KNCR11 mira R$ 1,3 bi e reforça alocação em CRIs CDI
Midway Mall/Divulgação

O KNCR11 (Kinea Rendimentos Imobiliários) encerrou janeiro de 2026 com 537.890 cotistas e patrimônio líquido de R$ 10,38 bilhões. Segundo a gestão, o fundo estuda cerca de R$ 1,3 bilhão em novas operações, com desembolsos previstos para as próximas oito a 12 semanas, sinalizando continuidade no ritmo de alocação e foco em crédito imobiliário atrelado ao CDI.

Em termos de alocação, o fundo apresentava 80,6% do patrimônio em ativos-alvo, 9,4% em Letras de Crédito Imobiliário e 9,9% em caixa ao fim de janeiro. Os CRIs indexados ao CDI representam 80,5% do patrimônio, com remuneração média de CDI + 2,08% ao ano e prazo médio de 3,7 anos, refletindo uma carteira conservadora e diversificada.

Foram investidos R$ 189,4 milhões em duas operações de CRI no mês. A primeira, de R$ 91,4 milhões, está vinculada ao Shopping Boulevard Bauru (SP) por meio do FII HGBS11. A segunda, de R$ 98 milhões, relaciona-se ao Midway Mall em Natal (RN), associada ao FII VISC11, reforçando a exposição a ativos de varejo com lastro operacional.

A taxa média das duas operações ficou em CDI + 1,69%. Ambas contam com garantias robustas, incluindo alienação fiduciária, cessão fiduciária de recebíveis e fundo de reserva, conforme o relatório gerencial, o que contribui para mitigar riscos de crédito.

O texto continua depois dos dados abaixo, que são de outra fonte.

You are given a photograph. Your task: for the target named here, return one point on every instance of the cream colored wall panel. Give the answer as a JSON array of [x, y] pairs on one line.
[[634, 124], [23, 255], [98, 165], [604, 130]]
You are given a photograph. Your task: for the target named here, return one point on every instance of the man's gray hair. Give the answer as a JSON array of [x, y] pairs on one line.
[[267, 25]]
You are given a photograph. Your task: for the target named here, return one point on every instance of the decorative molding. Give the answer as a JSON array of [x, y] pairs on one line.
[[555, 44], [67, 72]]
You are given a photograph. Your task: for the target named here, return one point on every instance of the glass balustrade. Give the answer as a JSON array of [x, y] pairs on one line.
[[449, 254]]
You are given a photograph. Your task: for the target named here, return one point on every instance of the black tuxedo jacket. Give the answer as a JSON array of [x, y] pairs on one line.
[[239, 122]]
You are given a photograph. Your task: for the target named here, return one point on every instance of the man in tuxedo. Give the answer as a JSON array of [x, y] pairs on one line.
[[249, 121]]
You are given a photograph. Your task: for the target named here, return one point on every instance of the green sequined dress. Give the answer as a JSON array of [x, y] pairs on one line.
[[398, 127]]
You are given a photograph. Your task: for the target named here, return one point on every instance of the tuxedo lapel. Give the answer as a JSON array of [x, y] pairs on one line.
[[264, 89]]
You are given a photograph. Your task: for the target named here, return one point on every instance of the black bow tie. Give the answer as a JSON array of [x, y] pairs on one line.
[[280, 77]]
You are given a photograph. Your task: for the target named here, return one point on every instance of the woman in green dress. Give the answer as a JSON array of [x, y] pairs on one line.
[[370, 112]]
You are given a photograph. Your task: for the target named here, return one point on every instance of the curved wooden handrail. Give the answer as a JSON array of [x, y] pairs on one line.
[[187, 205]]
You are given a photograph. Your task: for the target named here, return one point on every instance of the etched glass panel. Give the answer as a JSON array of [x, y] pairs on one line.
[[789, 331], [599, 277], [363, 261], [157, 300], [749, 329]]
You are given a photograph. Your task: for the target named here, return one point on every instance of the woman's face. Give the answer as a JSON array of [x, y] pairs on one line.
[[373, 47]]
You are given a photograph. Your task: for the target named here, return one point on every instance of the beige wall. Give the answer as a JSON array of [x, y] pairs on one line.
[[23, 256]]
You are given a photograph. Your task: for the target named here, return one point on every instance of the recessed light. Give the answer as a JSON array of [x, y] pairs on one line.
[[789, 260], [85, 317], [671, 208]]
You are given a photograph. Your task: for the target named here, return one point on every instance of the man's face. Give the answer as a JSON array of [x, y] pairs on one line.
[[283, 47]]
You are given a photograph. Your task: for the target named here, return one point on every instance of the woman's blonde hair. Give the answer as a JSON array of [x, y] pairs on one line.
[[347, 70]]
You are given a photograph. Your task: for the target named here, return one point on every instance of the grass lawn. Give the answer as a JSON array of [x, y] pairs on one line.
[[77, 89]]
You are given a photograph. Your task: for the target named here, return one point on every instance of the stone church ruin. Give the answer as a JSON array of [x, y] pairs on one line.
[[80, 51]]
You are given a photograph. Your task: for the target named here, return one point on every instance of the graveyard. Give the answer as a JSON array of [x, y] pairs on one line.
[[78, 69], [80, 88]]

Esses movimentos indicam disciplina na originação e aderência ao mandato do KNCR11, mantendo equilíbrio entre retorno e segurança. A combinação de duration moderada, indexação ao CDI e garantias estruturais tende a oferecer resiliência em diferentes cenários de juros.

Com o pipeline estimado em R$ 1,3 bilhão, a gestora projeta ampliar a exposição a CRIs de alta qualidade, preservando liquidez tática. Caso as operações previstas avancem no prazo indicado, a parcela hoje em caixa e LCIs deve migrar para ativos-alvo, potencialmente elevando o carrego da carteira.

Resumo: o KNCR11 atravessa 2026 com base ampla de investidores, carteira majoritariamente em CRIs CDI e novas operações a taxas competitivas, com foco em governança de risco e eficiência na alocação.